東南方的一道急彎會將他們帶向一條緯線,他們將循此線走向南極點,爬上 2,834 米的高峰。光是這趟旅程就要 1,047 公里。從那開始,他們計畫向下走到萊弗里特冰川(Leverett Glacier),並預計在啟程兩個月後在羅斯冰架(Ross Ice Shelf)結束旅程。

與此同時,他們將拖著叫作「珀克」(pulk)的北歐雪橇,載運他們的糧食、煮食燃料和營具。

第一天,在尚未使用任何補給品的狀況下,他們的珀克約重 170 公斤。兩人的滑雪板都以合成皮包覆,以便拖行;滑雪板使用起來就像華麗的雪靴,有助於分散重量,避免他們衝向致命的縫隙中。

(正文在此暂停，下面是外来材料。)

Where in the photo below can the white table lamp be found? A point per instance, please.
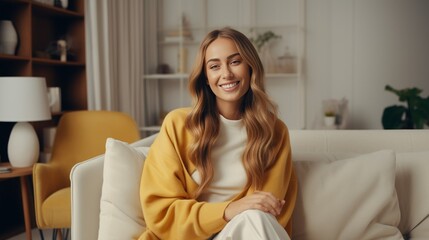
(23, 99)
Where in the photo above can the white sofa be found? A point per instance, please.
(348, 189)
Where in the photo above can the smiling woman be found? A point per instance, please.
(221, 159)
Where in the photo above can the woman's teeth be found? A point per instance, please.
(229, 85)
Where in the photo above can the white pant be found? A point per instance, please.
(253, 225)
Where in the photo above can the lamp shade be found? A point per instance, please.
(23, 99)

為了這趟跨洲旅程符合「孤立無援」的標準,兩位競爭者不能接受旅途中可能遇到的少數人類給予的任何幫助——即便是途經著名的阿蒙森-斯科特南極站(Amundsen-Scott South Pole Station),他們連研究員給的一杯茶都不能喝。

雖然也有數個探險家用滑翔翼乘風穿越南極洲,或在沿途放置食物和燃料,英國極地探險家班·桑德斯(Ben Saunders)是最後一個挑戰孤立無援地穿越南極大陸的人。他選擇了一條不同的路線,2017 年,在跋涉 1,295 公里後,他精疲力盡地結束旅程。

此前一年,魯德的朋友沃斯里也曾做此英勇的嘗試。他走了逾 1,440 公里,卻在獲救後兩天死於感染,獲救地點距離終點線僅僅 45 公里。

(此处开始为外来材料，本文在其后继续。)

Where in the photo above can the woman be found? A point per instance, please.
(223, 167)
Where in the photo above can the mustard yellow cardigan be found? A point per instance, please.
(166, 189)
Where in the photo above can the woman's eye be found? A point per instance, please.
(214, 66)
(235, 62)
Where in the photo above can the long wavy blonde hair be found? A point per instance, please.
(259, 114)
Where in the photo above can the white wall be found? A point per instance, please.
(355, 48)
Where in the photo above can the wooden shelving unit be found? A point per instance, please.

沃斯里死後,魯德組織了一個由 6 位英國士兵組成的小隊,追循著沃斯里,並在 2017 年代他完成了這趟旅程。他們在沃斯里的最後紮營地點,舉辦了一個紀念儀式。

旅程開始

首征南極的代價不小。現金和勞動成本都相當高昂。

魯德和奧布萊迪各自從企業贊助和私人捐贈者募得 20 萬美金,以完成挑戰。

起初,他們的行程預計在 11 月 1 日從蓬塔阿雷納斯出發,但他們需要一個好天氣,因此在 10 月 31 日早晨 8 點 47 分,兩位競爭者登上一架由南極後勤與探險公司(Antarctic Logistics & Expeditions,ALE)營運的貨運飛機,該公司經常將探險家帶往南極洲。他們的目的地是 ALE 公司在聯合冰川(Union Glacier)上的基地。

當天早晨,在他們前往機場的路上,魯德顯得放鬆而健談,但也有幾分擔憂。

10 月 26 日,他離開了他在英格蘭赫里福德的家,就在他的妻子露西(Lucy)動完突發手術後隔天。他 21 歲的兒子正在軍中服役;他 24 歲和 21 歲的兩個女兒,在與他擁抱道別時,眼裡噙滿淚水。

當兩人第一次抵達蓬塔阿雷納斯時,充滿了緊張和不信任感。數月以來,魯德一直以為他的對手會是大自然和他自己,而非一個健壯的運動員。接著,奧布萊迪發布了那令人意外的聲明。

他們第一次碰面是在智利南方,歐內斯特·薛克頓喜愛的旅館地窖酒吧,兩人的羈絆源於相同的渴望——為了一場宏大冒險而受苦受難。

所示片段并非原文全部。